Leonie J. Rennie
The University of Western Australia
The measurement of non-cognitive variables is subject to response bias, or response set. This is the tendency of a person to respond to questions in a particular way independently of the content of the questions or, as conventionally termed, items. There are many kinds of response biases: for example, the tendency to agree rather than disagree, or the tendency to make extreme responses. Twenty years ago, Messick (1962) wrote:
On the one hand these response sets are confounded with legitimate replies to item content and hence introduce errors of interpretation into the logical validity of scales, but on the other hand response styles are also stable and reliable components of performance, which may reflect consistent individual styles or personality traits. (Messick, 1962: 41)
Kerlinger (1973: 497) believes that `while response set is a mild threat to valid measurement, its importance has been overrated'. More recently, Lehmann (1980) indicated that more research was needed on response sets, including the kinds of people susceptible to response set; on the kinds of items and tests affected by response sets; and on whether or not their effect could or should be neutralized.
While the effects and importance of response set or bias remain equivocal, it is important that a test constructor becomes aware of items which, because of some peculiarity or other, elicit a response bias.
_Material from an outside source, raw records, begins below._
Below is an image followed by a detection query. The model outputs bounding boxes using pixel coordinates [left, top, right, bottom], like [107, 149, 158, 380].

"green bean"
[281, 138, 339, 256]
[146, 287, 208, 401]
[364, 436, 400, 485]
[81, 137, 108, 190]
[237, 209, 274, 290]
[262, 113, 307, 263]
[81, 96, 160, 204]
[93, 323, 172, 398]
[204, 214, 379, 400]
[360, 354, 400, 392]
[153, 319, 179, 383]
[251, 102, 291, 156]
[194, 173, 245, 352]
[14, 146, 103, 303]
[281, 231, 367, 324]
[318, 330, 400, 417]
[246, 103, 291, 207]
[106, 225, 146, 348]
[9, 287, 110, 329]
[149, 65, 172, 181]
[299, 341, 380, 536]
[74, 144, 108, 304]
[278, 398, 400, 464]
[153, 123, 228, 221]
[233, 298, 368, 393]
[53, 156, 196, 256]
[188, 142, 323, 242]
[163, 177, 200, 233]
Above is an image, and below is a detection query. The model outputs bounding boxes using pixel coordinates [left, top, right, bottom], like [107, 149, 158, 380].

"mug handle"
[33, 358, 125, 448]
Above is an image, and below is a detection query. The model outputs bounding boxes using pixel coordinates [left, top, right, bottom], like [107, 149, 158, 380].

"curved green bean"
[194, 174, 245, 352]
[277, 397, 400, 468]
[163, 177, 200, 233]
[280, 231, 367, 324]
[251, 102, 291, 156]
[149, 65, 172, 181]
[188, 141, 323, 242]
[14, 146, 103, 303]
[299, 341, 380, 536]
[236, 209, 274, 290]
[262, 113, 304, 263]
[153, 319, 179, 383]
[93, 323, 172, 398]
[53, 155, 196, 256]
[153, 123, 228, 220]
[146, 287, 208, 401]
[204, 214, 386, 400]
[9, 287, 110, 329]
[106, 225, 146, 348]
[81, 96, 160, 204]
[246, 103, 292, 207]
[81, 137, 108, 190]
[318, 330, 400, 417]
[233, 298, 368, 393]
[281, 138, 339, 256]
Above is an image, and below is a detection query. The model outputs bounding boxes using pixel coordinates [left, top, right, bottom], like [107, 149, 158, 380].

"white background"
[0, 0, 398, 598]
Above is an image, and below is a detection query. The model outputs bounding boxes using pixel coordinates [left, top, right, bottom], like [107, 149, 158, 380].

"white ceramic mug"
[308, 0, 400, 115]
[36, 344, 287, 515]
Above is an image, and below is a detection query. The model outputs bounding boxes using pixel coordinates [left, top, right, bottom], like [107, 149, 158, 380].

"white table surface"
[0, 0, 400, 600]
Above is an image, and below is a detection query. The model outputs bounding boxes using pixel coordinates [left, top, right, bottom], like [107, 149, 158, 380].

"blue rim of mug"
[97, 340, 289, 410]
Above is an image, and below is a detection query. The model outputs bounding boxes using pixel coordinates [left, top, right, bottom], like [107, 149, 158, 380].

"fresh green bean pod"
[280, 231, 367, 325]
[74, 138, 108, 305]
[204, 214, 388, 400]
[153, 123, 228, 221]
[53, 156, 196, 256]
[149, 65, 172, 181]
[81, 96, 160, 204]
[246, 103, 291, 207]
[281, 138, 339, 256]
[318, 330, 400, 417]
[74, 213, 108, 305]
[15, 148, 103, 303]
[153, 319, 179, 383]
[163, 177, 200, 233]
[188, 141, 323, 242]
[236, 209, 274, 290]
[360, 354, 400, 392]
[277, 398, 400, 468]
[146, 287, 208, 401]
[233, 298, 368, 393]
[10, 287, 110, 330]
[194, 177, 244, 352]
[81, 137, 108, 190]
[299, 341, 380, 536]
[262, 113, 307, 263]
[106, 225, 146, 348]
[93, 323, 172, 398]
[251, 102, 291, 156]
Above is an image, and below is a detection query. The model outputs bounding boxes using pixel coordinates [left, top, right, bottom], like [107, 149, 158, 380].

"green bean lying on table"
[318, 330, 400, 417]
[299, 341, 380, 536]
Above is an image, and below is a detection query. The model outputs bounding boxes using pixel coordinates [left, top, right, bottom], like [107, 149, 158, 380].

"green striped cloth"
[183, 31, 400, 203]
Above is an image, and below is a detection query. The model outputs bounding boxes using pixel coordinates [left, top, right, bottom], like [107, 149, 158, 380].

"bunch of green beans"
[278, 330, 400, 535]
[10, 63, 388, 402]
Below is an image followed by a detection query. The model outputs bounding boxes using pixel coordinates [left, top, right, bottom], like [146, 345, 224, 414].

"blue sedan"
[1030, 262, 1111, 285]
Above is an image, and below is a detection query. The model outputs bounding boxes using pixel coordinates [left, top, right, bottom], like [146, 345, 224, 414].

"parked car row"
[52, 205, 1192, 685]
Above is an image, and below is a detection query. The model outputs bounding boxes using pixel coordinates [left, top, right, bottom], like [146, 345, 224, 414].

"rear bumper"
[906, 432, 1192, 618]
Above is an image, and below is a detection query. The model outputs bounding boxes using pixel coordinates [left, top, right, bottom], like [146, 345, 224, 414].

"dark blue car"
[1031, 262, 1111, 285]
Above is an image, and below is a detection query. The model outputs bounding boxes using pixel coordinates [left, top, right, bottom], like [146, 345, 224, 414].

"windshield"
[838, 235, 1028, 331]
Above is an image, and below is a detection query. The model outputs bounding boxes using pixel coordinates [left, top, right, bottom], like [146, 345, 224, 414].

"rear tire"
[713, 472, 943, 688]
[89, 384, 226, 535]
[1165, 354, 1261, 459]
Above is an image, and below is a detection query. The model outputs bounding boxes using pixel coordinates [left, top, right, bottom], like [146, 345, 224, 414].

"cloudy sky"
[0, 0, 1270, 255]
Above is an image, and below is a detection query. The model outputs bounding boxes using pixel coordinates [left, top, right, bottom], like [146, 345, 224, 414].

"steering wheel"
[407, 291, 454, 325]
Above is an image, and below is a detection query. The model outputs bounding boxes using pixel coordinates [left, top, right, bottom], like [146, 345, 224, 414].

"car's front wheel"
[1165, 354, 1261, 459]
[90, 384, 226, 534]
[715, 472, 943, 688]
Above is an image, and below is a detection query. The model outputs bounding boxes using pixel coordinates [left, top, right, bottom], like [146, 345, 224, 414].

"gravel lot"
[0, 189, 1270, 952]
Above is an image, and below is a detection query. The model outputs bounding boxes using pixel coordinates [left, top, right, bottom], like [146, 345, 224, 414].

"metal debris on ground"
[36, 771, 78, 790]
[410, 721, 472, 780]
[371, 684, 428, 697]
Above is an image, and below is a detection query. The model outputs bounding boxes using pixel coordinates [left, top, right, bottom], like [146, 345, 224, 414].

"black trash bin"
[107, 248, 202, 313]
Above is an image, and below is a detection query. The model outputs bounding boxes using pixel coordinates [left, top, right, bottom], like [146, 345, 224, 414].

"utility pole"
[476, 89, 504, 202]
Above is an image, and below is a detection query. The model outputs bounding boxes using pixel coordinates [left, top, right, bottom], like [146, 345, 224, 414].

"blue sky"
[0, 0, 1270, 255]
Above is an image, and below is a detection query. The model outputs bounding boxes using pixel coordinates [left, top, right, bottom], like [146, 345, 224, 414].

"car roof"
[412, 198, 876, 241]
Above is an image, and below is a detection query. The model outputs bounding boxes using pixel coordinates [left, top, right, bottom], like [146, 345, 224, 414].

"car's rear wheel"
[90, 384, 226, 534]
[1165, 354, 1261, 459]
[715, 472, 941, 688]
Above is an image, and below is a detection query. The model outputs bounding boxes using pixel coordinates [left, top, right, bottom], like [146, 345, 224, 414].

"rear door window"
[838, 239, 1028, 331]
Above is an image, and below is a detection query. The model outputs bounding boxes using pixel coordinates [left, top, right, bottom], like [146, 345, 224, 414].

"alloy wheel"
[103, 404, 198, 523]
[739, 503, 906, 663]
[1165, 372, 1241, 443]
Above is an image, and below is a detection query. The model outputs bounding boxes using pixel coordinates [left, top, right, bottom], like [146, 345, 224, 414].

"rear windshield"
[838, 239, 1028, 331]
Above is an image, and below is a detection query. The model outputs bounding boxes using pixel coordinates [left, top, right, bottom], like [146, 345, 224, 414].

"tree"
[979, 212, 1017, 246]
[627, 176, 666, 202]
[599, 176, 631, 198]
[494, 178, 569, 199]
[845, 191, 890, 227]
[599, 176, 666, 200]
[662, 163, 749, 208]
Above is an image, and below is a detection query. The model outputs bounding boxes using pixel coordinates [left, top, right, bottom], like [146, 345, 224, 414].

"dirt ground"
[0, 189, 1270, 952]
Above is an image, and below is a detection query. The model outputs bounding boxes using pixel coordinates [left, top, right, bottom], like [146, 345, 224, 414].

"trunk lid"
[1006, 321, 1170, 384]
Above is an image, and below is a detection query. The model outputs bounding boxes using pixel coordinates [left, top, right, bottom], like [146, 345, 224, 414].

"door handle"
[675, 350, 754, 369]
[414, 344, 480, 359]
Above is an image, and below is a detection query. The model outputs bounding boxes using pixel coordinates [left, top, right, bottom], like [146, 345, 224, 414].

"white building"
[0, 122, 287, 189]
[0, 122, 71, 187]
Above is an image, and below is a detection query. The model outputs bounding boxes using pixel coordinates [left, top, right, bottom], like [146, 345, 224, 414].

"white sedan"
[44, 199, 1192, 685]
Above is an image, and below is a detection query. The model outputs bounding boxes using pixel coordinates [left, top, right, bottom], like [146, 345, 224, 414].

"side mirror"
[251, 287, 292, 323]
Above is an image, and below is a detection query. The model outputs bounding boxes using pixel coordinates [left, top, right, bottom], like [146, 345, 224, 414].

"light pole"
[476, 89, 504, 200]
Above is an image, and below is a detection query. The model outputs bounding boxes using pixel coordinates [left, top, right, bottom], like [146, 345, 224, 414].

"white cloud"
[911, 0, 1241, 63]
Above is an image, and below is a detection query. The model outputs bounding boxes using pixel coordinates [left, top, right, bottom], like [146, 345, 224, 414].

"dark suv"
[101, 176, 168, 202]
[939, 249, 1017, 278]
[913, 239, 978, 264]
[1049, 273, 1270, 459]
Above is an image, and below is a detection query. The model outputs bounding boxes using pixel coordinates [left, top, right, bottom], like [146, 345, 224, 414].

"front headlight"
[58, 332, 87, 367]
The purpose of this research note is to draw attention to a response bias evidenced in some items of a Likert-type attitude scale, and to the way this response bias was detected.
Affective scales are usually developed so that approximately half of the items are worded in the positive direction (so that agreement to such items represents a positive attitude), and the remaining items are worded in the negative direction (so that disagreement to such items represents a positive attitude). Further, the items are usually presented in a random order.
The reason usually given for these procedures is to decrease the possible effects of an agreement or a disagreement response bias. A person with an agreement response bias, for example, who tends to agree rather than disagree with each item, would achieve a score which is an overestimate of his or her attitude if all items are worded in the positive direction, or an underestimate if all the items are worded in the negative direction. With equal numbers of positively and negatively worded items, it is intended that the summed score is a more accurate representation of the person's attitude, with the effects of the response bias cancelled out. This hope will be forlorn, however, if some property of the wording or content of particular items tends to elicit response bias.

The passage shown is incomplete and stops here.